KANSAS CITY, Mo. —
In 2010, the Denver Post conducted a nationwide survey of 177 theater experts and students to compile a list of the “10 most important American plays ever written.”
Topping the list was Arthur Miller’s “Death of a Salesman,” the classic 1949 drama described as “Greek in scope and tragedy…a working-class ‘Oedipus Rex.’”
Perhaps what’s most remarkable about the Kansas City Repertory Theatre’s current production of Miller’s dark opus is the contemporary feel of its themes. In our era of financial uncertainty, Miller’s vision is unnervingly relevant.
Gary Neal Johnson leads the cast as middle-aged peddler Willy Loman, the role that famously drove famed actor Lee J. Cobb to a nervous breakdown. The scars of an unfulfilled American dream are etched in the phony smile lines left from countless days of schmoozing his clients.
Getting by on “a smile and a shoeshine,” Willy is the master of self-deception. But it’s not his profession that wears on Willy. His preconceived notions of what constitute success in life -as measured by the accomplishments of his wealthy brother- set expectations levels that could never be reached.
Director Eric Rosen has mounted a dignified production of this venerable standard, skillfully fleshed out by Johnson and an all-local cast.
Providing solid support is Merle Moores as Willy’s long-suffering but ever-encouraging wife, Linda. Rusty Sneary is equally good as Biff, the eldest son with a more realistic worldview than Willy, who frustrates and infuriates his dad with his lack of ambition.

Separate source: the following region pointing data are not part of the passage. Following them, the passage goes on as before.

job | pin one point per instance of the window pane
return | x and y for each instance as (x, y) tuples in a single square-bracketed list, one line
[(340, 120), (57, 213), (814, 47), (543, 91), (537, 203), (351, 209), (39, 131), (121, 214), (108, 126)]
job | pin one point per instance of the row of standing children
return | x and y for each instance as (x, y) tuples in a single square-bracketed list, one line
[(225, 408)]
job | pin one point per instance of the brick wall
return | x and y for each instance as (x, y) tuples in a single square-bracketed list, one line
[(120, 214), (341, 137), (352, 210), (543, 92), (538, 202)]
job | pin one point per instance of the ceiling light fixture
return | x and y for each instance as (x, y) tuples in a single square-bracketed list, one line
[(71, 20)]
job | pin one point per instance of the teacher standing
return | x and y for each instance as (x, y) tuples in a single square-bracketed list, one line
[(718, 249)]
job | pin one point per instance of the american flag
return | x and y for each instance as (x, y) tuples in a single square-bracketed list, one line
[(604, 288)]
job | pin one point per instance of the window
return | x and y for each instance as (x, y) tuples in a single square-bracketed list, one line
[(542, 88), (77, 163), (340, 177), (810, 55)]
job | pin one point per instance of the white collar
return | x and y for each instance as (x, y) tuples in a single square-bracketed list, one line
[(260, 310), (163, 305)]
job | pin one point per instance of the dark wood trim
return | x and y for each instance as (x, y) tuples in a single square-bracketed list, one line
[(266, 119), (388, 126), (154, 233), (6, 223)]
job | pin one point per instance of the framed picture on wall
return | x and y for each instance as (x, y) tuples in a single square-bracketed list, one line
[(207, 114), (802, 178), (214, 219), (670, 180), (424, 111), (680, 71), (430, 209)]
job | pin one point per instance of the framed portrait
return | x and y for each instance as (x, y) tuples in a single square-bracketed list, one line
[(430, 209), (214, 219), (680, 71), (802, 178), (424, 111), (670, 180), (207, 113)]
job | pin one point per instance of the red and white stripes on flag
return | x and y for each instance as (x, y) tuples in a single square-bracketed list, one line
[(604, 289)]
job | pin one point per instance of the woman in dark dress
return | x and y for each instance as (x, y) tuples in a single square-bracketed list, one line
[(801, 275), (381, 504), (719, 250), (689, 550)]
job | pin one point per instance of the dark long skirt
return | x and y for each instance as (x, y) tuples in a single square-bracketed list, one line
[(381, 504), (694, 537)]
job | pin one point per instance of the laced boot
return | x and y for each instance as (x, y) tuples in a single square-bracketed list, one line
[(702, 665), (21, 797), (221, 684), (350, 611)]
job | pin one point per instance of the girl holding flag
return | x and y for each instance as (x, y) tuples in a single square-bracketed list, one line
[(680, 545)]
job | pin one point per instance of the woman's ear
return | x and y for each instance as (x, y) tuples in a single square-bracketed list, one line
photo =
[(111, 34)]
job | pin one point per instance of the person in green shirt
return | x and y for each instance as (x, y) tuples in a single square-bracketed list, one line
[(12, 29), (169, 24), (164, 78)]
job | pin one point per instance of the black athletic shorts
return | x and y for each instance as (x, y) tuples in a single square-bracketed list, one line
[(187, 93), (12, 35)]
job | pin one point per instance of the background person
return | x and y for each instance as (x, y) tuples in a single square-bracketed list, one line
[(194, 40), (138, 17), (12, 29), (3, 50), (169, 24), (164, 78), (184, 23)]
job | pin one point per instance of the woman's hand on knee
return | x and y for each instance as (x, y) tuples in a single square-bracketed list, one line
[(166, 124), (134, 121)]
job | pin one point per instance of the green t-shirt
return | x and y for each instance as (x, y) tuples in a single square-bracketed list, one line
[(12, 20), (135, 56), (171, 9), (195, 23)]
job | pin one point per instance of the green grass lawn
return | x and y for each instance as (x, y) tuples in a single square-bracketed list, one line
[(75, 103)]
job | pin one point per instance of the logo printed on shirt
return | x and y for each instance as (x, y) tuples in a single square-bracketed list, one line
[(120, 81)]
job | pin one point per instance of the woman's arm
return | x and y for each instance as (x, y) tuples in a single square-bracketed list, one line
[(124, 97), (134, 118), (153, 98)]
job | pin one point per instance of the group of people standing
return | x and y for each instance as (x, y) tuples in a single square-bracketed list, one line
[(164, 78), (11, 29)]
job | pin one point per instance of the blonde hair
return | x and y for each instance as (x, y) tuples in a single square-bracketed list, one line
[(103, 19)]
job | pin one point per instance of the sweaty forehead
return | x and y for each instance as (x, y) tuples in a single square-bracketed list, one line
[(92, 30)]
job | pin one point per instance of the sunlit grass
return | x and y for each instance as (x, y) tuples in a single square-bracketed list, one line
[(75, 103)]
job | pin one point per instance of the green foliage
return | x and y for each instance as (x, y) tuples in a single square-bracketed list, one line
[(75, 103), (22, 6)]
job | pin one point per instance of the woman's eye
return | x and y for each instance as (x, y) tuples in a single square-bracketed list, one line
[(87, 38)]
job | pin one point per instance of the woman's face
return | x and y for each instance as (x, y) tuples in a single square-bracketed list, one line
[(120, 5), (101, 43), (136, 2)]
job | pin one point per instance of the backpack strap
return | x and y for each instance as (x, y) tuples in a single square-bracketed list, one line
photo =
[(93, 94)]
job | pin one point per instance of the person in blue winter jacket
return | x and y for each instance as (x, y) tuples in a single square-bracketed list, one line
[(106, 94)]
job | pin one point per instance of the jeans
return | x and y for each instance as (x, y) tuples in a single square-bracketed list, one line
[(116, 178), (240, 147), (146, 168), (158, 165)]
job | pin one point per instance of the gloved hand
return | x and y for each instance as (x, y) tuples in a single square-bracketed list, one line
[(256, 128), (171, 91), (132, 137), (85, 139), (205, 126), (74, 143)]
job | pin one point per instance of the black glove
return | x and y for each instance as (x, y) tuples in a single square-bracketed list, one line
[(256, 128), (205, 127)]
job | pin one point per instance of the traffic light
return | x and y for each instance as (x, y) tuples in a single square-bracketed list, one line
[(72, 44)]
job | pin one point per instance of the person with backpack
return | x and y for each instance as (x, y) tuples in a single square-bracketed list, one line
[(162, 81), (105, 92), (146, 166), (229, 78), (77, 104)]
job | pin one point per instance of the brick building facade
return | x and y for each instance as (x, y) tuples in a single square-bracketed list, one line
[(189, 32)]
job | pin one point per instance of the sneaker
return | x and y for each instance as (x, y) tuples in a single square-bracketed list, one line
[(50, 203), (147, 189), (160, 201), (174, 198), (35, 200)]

Kyle Hatley also makes an impression as Happy, Willy’s youngest son and an unapologetic womanizer. He’s perfectly willing to put on a counterfeit façade to keep the peace in the family.
As the late Ben Loman, seen in Willy’s flashback hallucinations, Kip Niven is the personification of Willy’s idea of success. Willy can’t accept that Ben’s level of prosperity can, in reality, only be achieved by an elite few.
Cheryl Weaver, Brian Paulette and Mark Robbins, three of our area’s best actors, stand out in the strong ensemble that includes MFA students from the UMKC Department of Theatre Acting Program.
As always, the KCRT production values are sound. Meghan Raham’s stark stage design, the appropriate period costumes from Lindsay W. Davis and Lauren Gaston, Victor En Yu Tan’s expressive lighting and Larry Bailey’s poignant music hit all the bull’s eye.
Although many people are quick to point out the play’s many flaws (just as there are those ready to pick apart the film “Citizen Kane” in spite of its perennial place atop annual critics’ polls), “Death of a Salesman” is essential viewing for anyone striving for theater literacy. The Rep’s rendition provides a strong introduction for newbies or, for theater veterans, a potent reminder of its virtues.